What tarantula. :Na_Na_Na_Na:

If your a begginer your better off with a chilie rose, mexican red knee or a curly hair.

They do fine in a small faunarium and cost about a tenner for the faunarium if their adults.

Heating isnt an issue with many beginner spiders especially the chilie rose, as long as its between 60-80 its fine.


----------



## joe0709 (Sep 22, 2007)

ok firslty you need to pick one. like lucifus says chili rose mexican red knee (extremely slow growers) or curly hair are all very good begginer species.

most people use the large flat faunariums for the three specise above but the red knees grow to a larger size than the other two and the faunariums can be a little small.

as long as your room is kept at about 75.f-80.f there is no need for a heat mat or if your room is cold you could use a heatmat or place it on top of a warm repile viv.

ok so now maintanace. seeing as chilis are the ultimate begginer species ill tell you about them all they need is a large flat faunarium as adults or film pot as small slings or other pots and tubs. they will need 1 or 2 hiding places to be able to retreat to they will also need a water bowl and you could use eco earth as substrate. you could add decoration if you wish but the spider well............doesnt care lol there will be no need to mist as long as you have a waterbowl in there and they can be fed 1=2 times a week on crickets.

hope this helps


----------



## pumpkinette (Jan 14, 2008)

My first T was a Mexican Red Knee sling, followed 15mins later by a Chile Rose sub adult :blush:

I paid £18 for her and £7.99 for her faunarium. We use Eco-earth substrate which is £4 for 2 blocks, and thye last for AGES! You slice some off then soak it and it expands. You may find the T climbing the walls or on top of it's hide fot the first few days, as most beginner species of T's prefer dry ground. We use flowerpots for our hides, with a third cut off so they are still touching the substrate allowing them to feel vibrations from rickets etc. We had her in November and haven't had to clean her out yet, and she is still clean in there.
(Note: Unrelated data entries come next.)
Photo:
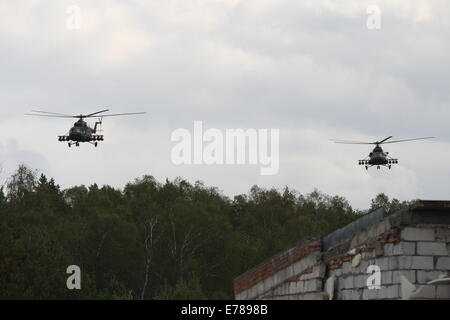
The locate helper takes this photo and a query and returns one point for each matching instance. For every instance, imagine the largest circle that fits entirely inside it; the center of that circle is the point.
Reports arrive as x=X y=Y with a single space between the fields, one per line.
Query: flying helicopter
x=378 y=157
x=81 y=132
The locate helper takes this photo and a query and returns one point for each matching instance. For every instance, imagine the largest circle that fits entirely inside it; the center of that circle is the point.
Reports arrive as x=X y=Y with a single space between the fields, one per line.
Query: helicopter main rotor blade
x=49 y=115
x=90 y=115
x=118 y=114
x=395 y=141
x=382 y=141
x=350 y=142
x=52 y=113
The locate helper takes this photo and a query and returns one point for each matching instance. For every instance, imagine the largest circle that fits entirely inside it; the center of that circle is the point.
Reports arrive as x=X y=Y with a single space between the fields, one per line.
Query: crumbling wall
x=412 y=243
We use a plastic bottle top as a water dish. I have bought stones for decoration but haven't put them in yet. You could put false leaves in as a fake plant for decoration, but these aren't necessary. Ours are kept at room temp.
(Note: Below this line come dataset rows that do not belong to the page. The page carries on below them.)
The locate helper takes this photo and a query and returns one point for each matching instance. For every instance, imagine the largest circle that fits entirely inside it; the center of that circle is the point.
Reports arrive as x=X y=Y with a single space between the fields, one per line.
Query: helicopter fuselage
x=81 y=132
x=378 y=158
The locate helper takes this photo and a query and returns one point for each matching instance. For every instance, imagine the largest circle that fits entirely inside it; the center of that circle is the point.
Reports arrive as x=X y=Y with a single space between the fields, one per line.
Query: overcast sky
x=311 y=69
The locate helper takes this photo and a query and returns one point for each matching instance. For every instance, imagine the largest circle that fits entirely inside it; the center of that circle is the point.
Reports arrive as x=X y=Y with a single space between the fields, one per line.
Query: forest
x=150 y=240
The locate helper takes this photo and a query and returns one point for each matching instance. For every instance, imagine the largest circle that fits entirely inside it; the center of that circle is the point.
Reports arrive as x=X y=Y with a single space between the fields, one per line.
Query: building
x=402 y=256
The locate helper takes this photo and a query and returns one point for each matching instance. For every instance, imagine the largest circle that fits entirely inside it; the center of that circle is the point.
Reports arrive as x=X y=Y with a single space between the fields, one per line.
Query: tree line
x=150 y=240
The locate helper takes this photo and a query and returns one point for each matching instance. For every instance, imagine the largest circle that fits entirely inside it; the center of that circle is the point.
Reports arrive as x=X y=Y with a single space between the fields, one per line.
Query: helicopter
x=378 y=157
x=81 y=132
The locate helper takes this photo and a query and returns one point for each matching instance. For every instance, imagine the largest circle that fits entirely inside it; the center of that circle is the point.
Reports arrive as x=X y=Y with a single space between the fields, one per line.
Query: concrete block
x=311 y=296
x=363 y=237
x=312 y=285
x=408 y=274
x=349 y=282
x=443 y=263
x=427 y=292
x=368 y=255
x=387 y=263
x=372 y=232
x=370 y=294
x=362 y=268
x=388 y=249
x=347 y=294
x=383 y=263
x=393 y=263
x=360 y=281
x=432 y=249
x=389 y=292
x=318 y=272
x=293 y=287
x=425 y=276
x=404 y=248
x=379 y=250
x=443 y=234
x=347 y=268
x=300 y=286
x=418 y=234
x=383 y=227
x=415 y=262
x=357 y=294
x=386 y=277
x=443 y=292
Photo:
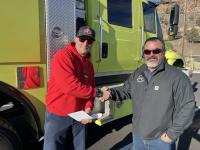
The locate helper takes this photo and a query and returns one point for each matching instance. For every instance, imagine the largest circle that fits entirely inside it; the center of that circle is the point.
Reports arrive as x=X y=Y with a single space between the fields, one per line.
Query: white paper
x=79 y=115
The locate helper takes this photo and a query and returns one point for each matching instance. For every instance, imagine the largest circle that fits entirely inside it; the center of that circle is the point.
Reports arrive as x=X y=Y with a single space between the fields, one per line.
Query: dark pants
x=58 y=129
x=154 y=144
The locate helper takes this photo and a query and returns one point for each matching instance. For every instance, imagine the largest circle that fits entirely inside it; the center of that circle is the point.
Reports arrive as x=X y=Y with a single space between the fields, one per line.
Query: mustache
x=152 y=57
They are VERY low maintenence. We feed ours 2-3 times a week and take any crickets out that haven't been eaten after 24 hours. They are fab to watch and not a real worry if your on a weeks hols etc. 

Let us know if you get one 

Oh, and by the way, it won't stay one for long, T's are VERY VERY VERY addictive, aren't they guys?


----------



## joe0709 (Sep 22, 2007)

pumpkinette said:


> Oh, and by the way, it won't stay one for long, T's are VERY VERY VERY addictive, aren't they guys?


they sure are :whistling2: i started off with my chili and had 10 more t's 2 and half week later lol


----------



## GRB (Jan 24, 2008)

My first suggestion would be to buy this:
Amazon.co.uk: Tarantulas and Other Arachnids (A Complete Pet Owner's Manual): Samuel D. Marshall: Books

Before you buy any tarantula, it will answer 99% of any questions you could ever hope to ask.

You can grab one for 48p+, it's well worth it. It will help you decide easier as well, as there are descriptions of common species + care guidelines.


----------